Было уже далеко за семь, когда мы увидели широко посаженные глаза автобуса, который мчался по горе. Медленно, со стоном он преодолел под проливным дождем последний поворот и вышел на прямую дорогу к нам. Когда он приблизился, теряя на ходу скорость, нас ослепили его фары. Он остановился так, что средние двери оказались прямо перед нами. Как и большинство автобусов в этих холмах, он был старым, его двигатель шумел, трещал, словно кто-то бросил пригоршню шариков в механизм.

Молодой кондуктор открыл дверь, дернув ее. Он был одет в тугие синие джинсы под широким дождевым плащом цвета хаки, у него были самодовольные, старомодные, вздернутые усы. Физз протянула ему свою сумку, и он быстрым движением положил ее на сидение рядом с дверью. Она взялась рукой за стальные перила; он отошел в сторону, и она одним движением оказалась в автобусе.

Я заглянул внутрь. Здесь было меньше дюжины пассажиров, и они все сжались под старыми дождевыми плащами. Она прошла на противоположную сторону автобуса и села рядом с водителем. Юноша полагал, что я тоже войду, но я просто закрыл зеленый зонтик и протянул его ему. Он ждал в замешательстве.

Я убрал руку, быстро обошел автобус спереди. Полосы дождя отражались в свете желтых фар. От перегретого двигателя шел пар. Когда я постучал в окно со стороны водителя, старый сардарджи открыл дверь. На нем была старая зеленая поношенная парка.

Я сказал:

— Сардар сахиб, пожалуйста, позаботься о ней.

— Не бойся, сынок, — успокоил он меня и закрыл дверь.

Я отошел в сторону, когда он завел двигатель, выпускающий серые выхлопные газы, и с громким скрипом включил передачу.

Автобус резко дернулся. Физз сидела около окна, ее волосы были убраны назад, ее классический профиль смотрел прямо вперед. И я не могу сказать, было ли ее лицо влажным от дождя или от чего-то еще.

Я посмотрел на пару задних фар, слабо мерцавших.

Вскоре автобус наклонился на следующем повороте и исчез.

Я долго стоял на дороге под открытым небом, позволив воде глубоко проникнуть в мою кожу, пока ощущение холода не сменилось теплом и уютом.

Когда я вернулся домой, поднялся в нашу комнату и снял всю одежду, я почувствовал себя таким же голым и пустым, как в день моего рождения.

Наследники

Всего несколько городов в мире старше Дели.

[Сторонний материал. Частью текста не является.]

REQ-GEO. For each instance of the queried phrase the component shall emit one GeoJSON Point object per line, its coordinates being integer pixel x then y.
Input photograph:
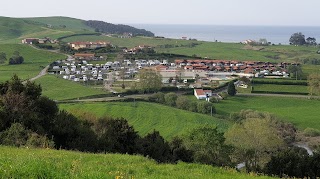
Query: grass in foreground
{"type": "Point", "coordinates": [45, 163]}
{"type": "Point", "coordinates": [34, 61]}
{"type": "Point", "coordinates": [146, 117]}
{"type": "Point", "coordinates": [301, 112]}
{"type": "Point", "coordinates": [60, 89]}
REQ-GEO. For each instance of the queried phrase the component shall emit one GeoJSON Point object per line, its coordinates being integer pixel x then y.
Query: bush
{"type": "Point", "coordinates": [205, 107]}
{"type": "Point", "coordinates": [192, 106]}
{"type": "Point", "coordinates": [170, 99]}
{"type": "Point", "coordinates": [182, 102]}
{"type": "Point", "coordinates": [16, 60]}
{"type": "Point", "coordinates": [311, 132]}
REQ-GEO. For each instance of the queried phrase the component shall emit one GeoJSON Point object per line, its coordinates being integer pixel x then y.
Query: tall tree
{"type": "Point", "coordinates": [297, 39]}
{"type": "Point", "coordinates": [254, 140]}
{"type": "Point", "coordinates": [311, 41]}
{"type": "Point", "coordinates": [314, 84]}
{"type": "Point", "coordinates": [209, 146]}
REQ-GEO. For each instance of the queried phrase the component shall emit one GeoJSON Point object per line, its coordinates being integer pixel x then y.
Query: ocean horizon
{"type": "Point", "coordinates": [231, 33]}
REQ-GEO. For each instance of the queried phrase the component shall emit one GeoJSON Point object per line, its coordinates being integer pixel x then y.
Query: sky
{"type": "Point", "coordinates": [205, 12]}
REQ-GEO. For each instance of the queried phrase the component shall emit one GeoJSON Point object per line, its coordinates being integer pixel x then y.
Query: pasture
{"type": "Point", "coordinates": [61, 89]}
{"type": "Point", "coordinates": [145, 117]}
{"type": "Point", "coordinates": [47, 163]}
{"type": "Point", "coordinates": [34, 61]}
{"type": "Point", "coordinates": [212, 50]}
{"type": "Point", "coordinates": [301, 112]}
{"type": "Point", "coordinates": [281, 89]}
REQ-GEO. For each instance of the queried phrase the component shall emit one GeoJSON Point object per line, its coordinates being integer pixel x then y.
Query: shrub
{"type": "Point", "coordinates": [311, 132]}
{"type": "Point", "coordinates": [182, 102]}
{"type": "Point", "coordinates": [170, 99]}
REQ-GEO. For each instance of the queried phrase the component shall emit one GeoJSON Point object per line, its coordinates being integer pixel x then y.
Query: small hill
{"type": "Point", "coordinates": [109, 28]}
{"type": "Point", "coordinates": [46, 163]}
{"type": "Point", "coordinates": [12, 30]}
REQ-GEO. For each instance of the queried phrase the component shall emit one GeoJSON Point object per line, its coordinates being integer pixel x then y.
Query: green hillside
{"type": "Point", "coordinates": [34, 61]}
{"type": "Point", "coordinates": [60, 89]}
{"type": "Point", "coordinates": [59, 23]}
{"type": "Point", "coordinates": [146, 117]}
{"type": "Point", "coordinates": [212, 50]}
{"type": "Point", "coordinates": [12, 30]}
{"type": "Point", "coordinates": [303, 113]}
{"type": "Point", "coordinates": [46, 163]}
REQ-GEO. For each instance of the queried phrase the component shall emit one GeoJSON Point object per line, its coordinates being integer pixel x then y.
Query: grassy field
{"type": "Point", "coordinates": [34, 61]}
{"type": "Point", "coordinates": [301, 112]}
{"type": "Point", "coordinates": [280, 88]}
{"type": "Point", "coordinates": [57, 23]}
{"type": "Point", "coordinates": [46, 163]}
{"type": "Point", "coordinates": [146, 117]}
{"type": "Point", "coordinates": [213, 50]}
{"type": "Point", "coordinates": [60, 89]}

Многие тысячелетия искатели приключений, мародеры, странники, короли, ученые, монахи и попрошайки приходили к его воротам, преследуя разные цели.

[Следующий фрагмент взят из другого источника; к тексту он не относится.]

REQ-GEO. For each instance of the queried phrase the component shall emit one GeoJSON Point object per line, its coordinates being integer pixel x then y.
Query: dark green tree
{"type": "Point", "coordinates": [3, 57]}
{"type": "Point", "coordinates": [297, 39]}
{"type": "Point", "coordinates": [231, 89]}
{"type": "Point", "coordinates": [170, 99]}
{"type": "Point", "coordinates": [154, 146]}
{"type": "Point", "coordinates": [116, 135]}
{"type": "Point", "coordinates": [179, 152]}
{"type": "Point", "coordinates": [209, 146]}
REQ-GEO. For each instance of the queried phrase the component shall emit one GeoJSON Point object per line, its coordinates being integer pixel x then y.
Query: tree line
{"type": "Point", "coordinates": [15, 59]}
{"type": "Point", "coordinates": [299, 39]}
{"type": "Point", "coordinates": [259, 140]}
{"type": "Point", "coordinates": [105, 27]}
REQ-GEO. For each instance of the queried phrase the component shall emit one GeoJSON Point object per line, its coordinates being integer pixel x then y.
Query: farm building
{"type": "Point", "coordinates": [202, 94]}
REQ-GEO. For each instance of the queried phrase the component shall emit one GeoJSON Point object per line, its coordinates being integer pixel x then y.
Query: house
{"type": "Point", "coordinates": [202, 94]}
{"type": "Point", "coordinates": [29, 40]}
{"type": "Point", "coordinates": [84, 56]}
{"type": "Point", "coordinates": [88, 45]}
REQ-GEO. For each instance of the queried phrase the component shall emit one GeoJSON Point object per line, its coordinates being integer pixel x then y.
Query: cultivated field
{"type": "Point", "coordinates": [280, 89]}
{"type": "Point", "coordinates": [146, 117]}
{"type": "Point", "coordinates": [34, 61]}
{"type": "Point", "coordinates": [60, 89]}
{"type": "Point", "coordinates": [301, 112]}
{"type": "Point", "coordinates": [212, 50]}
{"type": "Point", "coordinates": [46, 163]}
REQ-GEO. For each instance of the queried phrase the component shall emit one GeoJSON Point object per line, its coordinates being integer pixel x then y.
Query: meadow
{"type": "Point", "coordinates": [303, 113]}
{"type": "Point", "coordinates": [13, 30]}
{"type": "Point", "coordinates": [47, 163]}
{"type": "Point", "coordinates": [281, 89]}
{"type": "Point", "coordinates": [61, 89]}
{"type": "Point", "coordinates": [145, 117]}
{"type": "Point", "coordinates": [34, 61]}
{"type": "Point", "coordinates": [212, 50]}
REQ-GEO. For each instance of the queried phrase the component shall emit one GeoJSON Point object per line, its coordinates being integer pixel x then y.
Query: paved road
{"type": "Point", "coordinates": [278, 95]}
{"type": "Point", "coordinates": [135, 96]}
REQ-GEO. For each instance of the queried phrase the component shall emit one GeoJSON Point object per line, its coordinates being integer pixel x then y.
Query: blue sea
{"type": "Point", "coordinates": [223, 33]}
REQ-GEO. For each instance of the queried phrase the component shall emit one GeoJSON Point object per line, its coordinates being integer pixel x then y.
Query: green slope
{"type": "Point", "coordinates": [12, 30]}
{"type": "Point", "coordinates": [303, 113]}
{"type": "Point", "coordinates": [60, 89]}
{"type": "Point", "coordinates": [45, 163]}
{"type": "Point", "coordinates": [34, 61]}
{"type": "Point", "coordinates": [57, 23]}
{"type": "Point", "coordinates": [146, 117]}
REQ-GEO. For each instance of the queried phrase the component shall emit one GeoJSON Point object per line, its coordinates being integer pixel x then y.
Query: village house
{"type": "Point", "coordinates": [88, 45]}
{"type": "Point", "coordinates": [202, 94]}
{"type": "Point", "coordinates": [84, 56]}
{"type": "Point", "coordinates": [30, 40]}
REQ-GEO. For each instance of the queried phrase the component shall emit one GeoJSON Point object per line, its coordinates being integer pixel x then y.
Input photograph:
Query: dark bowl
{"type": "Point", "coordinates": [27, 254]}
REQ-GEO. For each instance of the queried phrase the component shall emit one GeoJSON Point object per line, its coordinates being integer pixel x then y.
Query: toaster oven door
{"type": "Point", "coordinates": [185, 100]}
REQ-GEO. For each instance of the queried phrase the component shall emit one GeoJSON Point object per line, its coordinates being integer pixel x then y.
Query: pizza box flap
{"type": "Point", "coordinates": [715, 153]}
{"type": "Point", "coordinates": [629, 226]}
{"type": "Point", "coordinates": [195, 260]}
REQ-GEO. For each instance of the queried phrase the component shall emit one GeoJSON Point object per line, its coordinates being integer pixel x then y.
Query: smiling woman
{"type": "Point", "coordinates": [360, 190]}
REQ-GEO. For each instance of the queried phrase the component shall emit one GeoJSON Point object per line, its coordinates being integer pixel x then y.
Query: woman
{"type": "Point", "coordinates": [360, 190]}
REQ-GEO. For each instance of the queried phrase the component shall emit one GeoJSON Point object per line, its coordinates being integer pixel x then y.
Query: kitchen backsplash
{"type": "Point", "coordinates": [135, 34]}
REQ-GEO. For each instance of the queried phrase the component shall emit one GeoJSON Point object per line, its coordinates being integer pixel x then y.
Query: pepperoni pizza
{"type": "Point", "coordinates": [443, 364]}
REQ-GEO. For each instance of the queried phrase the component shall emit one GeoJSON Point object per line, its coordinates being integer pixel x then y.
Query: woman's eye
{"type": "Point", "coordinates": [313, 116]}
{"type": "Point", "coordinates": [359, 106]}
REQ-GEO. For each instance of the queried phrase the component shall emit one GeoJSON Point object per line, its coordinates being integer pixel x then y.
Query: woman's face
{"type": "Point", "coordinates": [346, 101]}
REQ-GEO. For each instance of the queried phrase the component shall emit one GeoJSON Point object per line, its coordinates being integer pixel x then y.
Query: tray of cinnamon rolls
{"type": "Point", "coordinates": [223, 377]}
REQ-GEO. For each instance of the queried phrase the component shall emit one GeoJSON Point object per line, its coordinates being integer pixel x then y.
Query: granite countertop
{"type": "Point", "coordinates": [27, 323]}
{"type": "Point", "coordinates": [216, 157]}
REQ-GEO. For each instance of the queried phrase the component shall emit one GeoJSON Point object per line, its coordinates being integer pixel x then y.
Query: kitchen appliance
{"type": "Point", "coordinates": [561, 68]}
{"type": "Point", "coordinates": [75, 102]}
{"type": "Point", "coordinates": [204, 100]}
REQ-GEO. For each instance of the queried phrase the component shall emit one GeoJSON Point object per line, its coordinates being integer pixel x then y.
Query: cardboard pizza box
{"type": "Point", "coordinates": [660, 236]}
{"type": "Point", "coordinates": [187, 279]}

Новый Дели постепенно вытесняет старый город.

Единственная постоянная величина — это беспорядочное сумасшествие силы.

Мы приехали в Дели зимой 1987 года. Имея при себе только багаж. Чтобы жить здесь, чтобы пустить здесь корни. Мы сделали предварительную вылазку с двумя чемоданами, чтобы бросить якорь. Вскоре мы нашли наш будущий дом, барсати, и отправились собирать остальные вещи, чтобы вернуться сюда навсегда. В первый раз мы приехали в Дели, когда закончился сезон муссонов. За два месяца жизни на чемоданах мы видели, как опали листья, прошла осень, дни стали короче. Движение на дорогах стало не таким плотным, и теперь после полуночи редко можно было услышать рычащий звук автомобильного мотора или увидеть свет фар. Пальцы тумана начали сжиматься по утрам и ночам, вскоре он должен был заключить город в свои объятия.

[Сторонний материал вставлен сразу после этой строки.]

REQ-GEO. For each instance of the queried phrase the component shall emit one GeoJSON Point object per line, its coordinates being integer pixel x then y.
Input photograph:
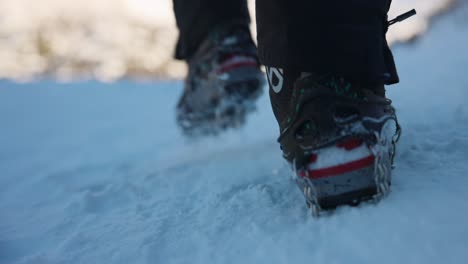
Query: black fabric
{"type": "Point", "coordinates": [337, 37]}
{"type": "Point", "coordinates": [196, 18]}
{"type": "Point", "coordinates": [340, 37]}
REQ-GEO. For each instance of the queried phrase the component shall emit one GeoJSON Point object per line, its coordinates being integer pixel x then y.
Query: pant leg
{"type": "Point", "coordinates": [195, 18]}
{"type": "Point", "coordinates": [340, 37]}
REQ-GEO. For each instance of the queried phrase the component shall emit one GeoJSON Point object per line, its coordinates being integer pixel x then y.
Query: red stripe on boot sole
{"type": "Point", "coordinates": [341, 169]}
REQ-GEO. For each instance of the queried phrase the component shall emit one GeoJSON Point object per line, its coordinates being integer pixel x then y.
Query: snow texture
{"type": "Point", "coordinates": [99, 173]}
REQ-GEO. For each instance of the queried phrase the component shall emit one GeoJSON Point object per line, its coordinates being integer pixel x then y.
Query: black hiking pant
{"type": "Point", "coordinates": [342, 37]}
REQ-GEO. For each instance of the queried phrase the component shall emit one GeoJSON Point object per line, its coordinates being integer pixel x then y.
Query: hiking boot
{"type": "Point", "coordinates": [339, 137]}
{"type": "Point", "coordinates": [223, 82]}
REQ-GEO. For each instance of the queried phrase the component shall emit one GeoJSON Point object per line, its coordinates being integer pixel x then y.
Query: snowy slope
{"type": "Point", "coordinates": [98, 173]}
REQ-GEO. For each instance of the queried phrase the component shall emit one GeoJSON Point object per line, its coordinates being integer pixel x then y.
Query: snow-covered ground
{"type": "Point", "coordinates": [99, 173]}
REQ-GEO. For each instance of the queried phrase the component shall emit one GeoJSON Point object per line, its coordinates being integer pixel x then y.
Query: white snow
{"type": "Point", "coordinates": [99, 173]}
{"type": "Point", "coordinates": [111, 39]}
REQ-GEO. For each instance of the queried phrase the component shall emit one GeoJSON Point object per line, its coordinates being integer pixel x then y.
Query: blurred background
{"type": "Point", "coordinates": [113, 39]}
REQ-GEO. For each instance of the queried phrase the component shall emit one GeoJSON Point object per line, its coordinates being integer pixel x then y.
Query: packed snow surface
{"type": "Point", "coordinates": [99, 173]}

Мы переезжали в эпицентр нашей страны, но Индия больше не была невинной. Терроризм восьмидесятых покончил с нашим благодушием, страстное желание последних тридцати лет выгнать британцев и при этом сохранить чувство собственного достоинства быстро таяло.

В последующие годы это желание исчезло совсем: чашки, блюдца и стеганые чехлы для чайников; преобладание «Мэри» и «Джонов» в названиях монастырей и прослушивание английских песен; в газетах — помощники редакторов из Оксбриджа; сторонники Ганди в белых кепках в общественных местах; нравственные даикоты, которые воруют только у богатых; подонки, которые занимаются контрабандой, но не убивают; награда за победу в крикет и джин с тоником; правила поведения касты и Конституция; моральная и материальная ответственность; карма и дхарма.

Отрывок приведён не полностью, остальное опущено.